Every day, Watch This offers staff recommendations inspired by a new movie coming out that week. This week: It’s Comics Week at The A.V. Club, and because we’ve already highlighted superhero movies and comic-book adaptations that aren’t about superheroes, we’re using the next five days to single out films whose imagery, storytelling, or themes are influenced by comics.
Once Upon A Time In Mexico (2003)
Like his good friend and collaborator Quentin Tarantino, Robert Rodriguez is known as a B-movie aficionado, stirring chunks of second-hand pulp into his own self-aware DIY myth-making. But his work also, consciously or not, incorporates elements of cartoons and comic books. This is visible not only in the actual comics adaptation Sin City (and, presumably, its forthcoming sequel) but also in the earlier Once Upon A Time In Mexico. Mexico concludes the trilogy that began with Rodriguez’s micro-budget debut El Mariachi and continued with Desperado. Antonio Banderas plays the Mariachi with no name for a second time, on a larger canvas and amidst an ensemble that includes Salma Hayek, Willem Dafoe, Mickey Rourke, Ruben Blades, Danny Trejo, Eva Mendes, and an invaluable Johnny Depp.

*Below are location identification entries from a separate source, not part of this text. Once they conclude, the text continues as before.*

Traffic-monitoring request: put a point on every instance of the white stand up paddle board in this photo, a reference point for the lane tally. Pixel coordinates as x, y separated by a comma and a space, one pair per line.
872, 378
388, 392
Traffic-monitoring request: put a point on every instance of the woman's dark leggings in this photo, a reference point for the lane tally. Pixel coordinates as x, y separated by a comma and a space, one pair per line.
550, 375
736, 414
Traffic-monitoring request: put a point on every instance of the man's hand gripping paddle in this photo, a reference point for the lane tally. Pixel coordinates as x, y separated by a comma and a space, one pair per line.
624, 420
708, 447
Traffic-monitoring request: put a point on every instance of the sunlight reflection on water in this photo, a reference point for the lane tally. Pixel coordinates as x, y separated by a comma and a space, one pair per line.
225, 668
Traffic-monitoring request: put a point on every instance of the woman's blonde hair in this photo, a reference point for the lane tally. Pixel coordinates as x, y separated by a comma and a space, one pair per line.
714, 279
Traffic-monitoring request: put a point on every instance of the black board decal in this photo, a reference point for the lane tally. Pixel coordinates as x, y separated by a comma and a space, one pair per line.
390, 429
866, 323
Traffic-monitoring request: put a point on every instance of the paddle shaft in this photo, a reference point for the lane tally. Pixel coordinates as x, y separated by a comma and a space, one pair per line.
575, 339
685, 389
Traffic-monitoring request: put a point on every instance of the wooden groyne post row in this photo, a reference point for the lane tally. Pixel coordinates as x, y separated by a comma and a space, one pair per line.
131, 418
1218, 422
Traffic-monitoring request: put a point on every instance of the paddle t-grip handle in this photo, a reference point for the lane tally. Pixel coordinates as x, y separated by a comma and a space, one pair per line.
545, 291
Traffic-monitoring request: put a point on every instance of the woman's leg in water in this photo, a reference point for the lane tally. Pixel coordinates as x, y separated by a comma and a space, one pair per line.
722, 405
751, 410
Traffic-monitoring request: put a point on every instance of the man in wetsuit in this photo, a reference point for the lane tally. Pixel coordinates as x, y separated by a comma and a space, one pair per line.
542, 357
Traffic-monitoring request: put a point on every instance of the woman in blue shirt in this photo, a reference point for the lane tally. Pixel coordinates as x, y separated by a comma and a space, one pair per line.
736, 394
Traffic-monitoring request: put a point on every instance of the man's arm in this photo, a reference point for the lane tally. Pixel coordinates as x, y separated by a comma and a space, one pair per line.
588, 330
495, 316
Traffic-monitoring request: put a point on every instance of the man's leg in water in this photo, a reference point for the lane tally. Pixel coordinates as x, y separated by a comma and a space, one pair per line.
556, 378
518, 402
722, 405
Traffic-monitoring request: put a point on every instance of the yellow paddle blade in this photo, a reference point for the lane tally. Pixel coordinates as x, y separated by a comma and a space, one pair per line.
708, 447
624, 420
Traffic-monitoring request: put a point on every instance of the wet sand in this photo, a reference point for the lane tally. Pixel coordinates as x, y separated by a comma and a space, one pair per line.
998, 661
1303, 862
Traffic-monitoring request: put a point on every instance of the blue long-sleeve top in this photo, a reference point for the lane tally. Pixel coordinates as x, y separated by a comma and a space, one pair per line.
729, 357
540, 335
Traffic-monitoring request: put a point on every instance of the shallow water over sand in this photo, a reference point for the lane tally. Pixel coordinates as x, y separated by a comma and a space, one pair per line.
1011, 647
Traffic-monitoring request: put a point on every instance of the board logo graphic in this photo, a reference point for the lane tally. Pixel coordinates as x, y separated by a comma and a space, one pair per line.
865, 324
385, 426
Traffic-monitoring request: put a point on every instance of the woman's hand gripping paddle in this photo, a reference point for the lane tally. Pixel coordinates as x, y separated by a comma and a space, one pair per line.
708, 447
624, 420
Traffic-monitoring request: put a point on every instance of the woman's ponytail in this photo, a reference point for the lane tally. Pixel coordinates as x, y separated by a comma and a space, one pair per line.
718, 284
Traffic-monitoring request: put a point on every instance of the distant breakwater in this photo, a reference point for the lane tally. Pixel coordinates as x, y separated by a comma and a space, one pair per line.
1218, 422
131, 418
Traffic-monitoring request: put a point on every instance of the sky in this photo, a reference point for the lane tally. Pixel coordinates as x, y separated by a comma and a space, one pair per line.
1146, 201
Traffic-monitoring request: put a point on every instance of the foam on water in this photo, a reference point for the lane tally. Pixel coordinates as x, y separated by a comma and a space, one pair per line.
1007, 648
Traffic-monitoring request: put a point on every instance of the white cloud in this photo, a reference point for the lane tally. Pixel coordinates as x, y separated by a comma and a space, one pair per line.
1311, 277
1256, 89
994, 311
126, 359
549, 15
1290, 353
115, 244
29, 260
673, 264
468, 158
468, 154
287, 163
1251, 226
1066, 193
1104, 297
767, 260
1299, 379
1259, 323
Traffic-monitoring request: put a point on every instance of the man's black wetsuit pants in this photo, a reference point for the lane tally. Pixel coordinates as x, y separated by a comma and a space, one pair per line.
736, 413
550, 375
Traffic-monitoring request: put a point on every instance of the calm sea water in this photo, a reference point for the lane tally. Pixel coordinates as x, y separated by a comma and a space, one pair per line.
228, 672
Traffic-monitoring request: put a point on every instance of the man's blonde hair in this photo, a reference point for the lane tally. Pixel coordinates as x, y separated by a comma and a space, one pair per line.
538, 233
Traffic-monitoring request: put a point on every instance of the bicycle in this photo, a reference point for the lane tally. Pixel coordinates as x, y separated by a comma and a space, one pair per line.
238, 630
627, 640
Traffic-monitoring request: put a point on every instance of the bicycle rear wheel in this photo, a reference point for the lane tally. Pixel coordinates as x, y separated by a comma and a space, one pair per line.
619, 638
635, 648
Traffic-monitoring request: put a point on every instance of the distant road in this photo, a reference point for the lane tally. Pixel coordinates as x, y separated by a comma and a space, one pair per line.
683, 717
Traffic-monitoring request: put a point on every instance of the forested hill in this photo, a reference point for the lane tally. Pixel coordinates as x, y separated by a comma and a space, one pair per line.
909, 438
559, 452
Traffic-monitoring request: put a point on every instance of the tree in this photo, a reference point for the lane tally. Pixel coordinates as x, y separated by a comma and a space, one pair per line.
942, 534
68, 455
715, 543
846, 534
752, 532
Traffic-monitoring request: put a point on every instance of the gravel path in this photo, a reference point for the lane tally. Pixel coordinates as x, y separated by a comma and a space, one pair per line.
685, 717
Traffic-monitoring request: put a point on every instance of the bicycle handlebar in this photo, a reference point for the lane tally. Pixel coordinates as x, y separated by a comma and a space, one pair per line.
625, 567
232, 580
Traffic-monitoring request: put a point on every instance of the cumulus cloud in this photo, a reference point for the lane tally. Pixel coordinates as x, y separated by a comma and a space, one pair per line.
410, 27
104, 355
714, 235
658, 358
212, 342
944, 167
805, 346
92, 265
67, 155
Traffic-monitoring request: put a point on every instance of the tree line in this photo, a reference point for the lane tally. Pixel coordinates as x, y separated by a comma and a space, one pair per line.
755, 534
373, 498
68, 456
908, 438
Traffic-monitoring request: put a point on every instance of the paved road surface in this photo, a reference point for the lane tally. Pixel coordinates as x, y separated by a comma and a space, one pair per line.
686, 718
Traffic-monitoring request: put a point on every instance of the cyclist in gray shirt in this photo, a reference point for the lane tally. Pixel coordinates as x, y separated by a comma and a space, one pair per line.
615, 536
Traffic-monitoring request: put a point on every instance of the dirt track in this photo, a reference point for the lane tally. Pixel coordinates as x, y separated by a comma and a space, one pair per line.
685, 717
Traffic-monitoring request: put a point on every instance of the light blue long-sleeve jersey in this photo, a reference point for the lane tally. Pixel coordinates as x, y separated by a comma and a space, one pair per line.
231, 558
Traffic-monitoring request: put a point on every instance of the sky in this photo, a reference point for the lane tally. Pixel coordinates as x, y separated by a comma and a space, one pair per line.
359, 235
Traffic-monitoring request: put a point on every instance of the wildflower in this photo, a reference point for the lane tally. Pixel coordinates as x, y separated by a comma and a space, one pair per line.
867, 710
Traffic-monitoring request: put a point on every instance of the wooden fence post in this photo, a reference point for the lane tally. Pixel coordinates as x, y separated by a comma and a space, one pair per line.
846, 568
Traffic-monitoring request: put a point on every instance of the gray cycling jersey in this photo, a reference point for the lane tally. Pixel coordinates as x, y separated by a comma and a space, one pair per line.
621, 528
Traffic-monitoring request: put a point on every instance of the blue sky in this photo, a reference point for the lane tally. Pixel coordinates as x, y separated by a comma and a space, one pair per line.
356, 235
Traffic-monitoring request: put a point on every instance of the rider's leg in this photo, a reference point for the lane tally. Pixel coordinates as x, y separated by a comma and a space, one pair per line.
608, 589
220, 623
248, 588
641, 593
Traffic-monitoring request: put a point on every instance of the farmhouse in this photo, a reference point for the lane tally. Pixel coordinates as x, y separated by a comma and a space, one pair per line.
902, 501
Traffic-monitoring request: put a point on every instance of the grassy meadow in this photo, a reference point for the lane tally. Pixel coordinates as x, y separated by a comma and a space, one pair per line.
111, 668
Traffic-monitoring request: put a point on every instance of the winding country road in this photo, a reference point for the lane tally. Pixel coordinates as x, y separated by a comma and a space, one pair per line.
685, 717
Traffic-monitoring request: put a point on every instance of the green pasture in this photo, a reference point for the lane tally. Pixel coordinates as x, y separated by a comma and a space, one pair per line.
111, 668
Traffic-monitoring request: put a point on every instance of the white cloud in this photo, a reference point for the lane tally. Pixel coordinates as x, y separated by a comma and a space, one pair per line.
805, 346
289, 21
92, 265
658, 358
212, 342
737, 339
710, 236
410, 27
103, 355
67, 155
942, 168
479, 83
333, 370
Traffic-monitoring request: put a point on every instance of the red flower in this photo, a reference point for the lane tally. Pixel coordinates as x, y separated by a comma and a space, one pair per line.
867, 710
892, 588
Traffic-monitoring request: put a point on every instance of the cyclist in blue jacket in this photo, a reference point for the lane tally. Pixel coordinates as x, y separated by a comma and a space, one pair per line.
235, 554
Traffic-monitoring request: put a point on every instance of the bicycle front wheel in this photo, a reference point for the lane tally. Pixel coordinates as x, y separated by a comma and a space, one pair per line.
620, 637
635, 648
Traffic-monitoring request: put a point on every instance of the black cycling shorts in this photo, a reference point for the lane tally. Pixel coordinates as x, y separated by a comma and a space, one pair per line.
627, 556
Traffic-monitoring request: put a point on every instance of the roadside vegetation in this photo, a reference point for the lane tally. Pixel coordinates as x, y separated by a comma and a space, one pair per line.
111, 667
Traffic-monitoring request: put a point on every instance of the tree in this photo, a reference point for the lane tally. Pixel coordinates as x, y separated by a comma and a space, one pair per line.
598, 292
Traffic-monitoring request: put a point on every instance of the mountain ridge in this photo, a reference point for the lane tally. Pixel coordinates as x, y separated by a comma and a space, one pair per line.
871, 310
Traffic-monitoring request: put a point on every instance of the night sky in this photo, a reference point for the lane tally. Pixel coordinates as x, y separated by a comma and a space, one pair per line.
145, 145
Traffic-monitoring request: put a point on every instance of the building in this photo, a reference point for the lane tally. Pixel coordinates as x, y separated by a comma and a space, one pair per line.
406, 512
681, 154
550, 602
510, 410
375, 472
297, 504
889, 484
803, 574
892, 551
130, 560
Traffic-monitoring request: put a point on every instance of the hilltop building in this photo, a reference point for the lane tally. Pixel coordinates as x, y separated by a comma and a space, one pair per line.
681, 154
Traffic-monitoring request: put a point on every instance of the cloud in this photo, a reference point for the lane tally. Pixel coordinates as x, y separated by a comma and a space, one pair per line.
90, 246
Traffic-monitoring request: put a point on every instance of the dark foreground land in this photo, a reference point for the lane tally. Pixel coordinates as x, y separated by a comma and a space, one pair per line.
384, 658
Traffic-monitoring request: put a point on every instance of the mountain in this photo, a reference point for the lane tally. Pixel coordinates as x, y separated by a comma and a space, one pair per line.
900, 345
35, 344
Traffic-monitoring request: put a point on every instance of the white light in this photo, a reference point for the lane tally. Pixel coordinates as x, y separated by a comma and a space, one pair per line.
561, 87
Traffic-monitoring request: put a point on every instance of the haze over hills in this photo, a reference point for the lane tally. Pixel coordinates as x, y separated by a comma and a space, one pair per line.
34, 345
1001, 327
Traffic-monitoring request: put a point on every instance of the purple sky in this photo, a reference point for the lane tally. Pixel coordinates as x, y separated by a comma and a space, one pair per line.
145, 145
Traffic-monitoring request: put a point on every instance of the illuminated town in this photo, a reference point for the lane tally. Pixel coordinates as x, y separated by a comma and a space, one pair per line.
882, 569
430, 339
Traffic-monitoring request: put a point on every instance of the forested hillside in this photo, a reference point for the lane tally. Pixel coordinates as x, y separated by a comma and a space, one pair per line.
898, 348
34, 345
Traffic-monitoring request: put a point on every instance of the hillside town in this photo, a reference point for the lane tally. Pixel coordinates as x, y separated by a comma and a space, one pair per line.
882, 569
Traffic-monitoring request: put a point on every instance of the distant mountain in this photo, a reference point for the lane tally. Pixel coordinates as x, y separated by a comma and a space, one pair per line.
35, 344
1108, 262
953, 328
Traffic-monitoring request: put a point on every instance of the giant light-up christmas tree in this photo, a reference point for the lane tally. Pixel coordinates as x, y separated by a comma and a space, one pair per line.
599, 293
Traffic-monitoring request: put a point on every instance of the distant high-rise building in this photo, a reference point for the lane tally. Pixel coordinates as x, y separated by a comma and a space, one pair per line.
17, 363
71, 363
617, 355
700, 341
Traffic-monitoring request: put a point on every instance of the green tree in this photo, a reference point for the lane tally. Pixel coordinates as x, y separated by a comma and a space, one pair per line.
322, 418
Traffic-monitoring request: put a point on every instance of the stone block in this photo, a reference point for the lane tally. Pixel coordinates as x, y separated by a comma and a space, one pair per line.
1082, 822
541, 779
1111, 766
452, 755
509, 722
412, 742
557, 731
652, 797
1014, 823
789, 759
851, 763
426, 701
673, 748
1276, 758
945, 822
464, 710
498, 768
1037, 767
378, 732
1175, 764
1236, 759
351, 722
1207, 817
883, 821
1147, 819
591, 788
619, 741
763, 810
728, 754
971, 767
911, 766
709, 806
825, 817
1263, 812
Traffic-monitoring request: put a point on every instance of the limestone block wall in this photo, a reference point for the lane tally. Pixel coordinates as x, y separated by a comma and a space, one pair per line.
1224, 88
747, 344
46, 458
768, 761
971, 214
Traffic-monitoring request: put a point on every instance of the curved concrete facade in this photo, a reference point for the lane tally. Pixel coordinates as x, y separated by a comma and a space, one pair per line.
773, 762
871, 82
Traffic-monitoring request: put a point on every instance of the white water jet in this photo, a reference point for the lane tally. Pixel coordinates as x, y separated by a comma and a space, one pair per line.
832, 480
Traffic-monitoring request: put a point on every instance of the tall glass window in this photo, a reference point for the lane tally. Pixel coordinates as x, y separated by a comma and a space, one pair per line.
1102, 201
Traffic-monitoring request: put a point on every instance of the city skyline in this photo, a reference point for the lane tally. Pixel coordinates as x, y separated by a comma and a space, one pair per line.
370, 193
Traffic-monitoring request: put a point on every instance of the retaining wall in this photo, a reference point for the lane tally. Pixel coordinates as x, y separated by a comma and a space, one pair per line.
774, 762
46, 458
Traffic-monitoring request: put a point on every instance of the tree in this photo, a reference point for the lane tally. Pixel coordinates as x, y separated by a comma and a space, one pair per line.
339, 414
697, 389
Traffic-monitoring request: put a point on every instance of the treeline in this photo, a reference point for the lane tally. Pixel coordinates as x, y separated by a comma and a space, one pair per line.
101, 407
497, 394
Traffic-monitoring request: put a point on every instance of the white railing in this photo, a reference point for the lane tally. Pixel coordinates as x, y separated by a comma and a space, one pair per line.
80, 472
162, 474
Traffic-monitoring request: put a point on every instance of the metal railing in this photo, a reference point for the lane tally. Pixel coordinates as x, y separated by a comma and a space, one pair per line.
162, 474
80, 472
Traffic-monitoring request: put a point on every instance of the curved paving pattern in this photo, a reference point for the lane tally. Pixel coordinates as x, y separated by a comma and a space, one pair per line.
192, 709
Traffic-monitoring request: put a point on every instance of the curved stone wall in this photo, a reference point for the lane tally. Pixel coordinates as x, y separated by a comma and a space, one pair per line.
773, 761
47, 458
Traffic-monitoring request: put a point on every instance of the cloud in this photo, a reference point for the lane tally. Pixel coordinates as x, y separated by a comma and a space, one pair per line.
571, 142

Like so many comics heroes, the Mariachi has a backstory that shifts while retaining certain iconic elements: his guitar case of weaponry, his musicianship, and tragedy that fuels some form of vengeance. Once Upon A Time In Mexico comments explicitly on the inconsistencies from its first sequence, in which Cheech Marin—possibly playing a bartender killed in Desperado—recounts a scene of the Mariachi shooting up a bar with some kind of gun-guitar hybrid. He then acknowledges that the tale may have “picked up some embellishments” over the years and revises the story to ground it, however slightly.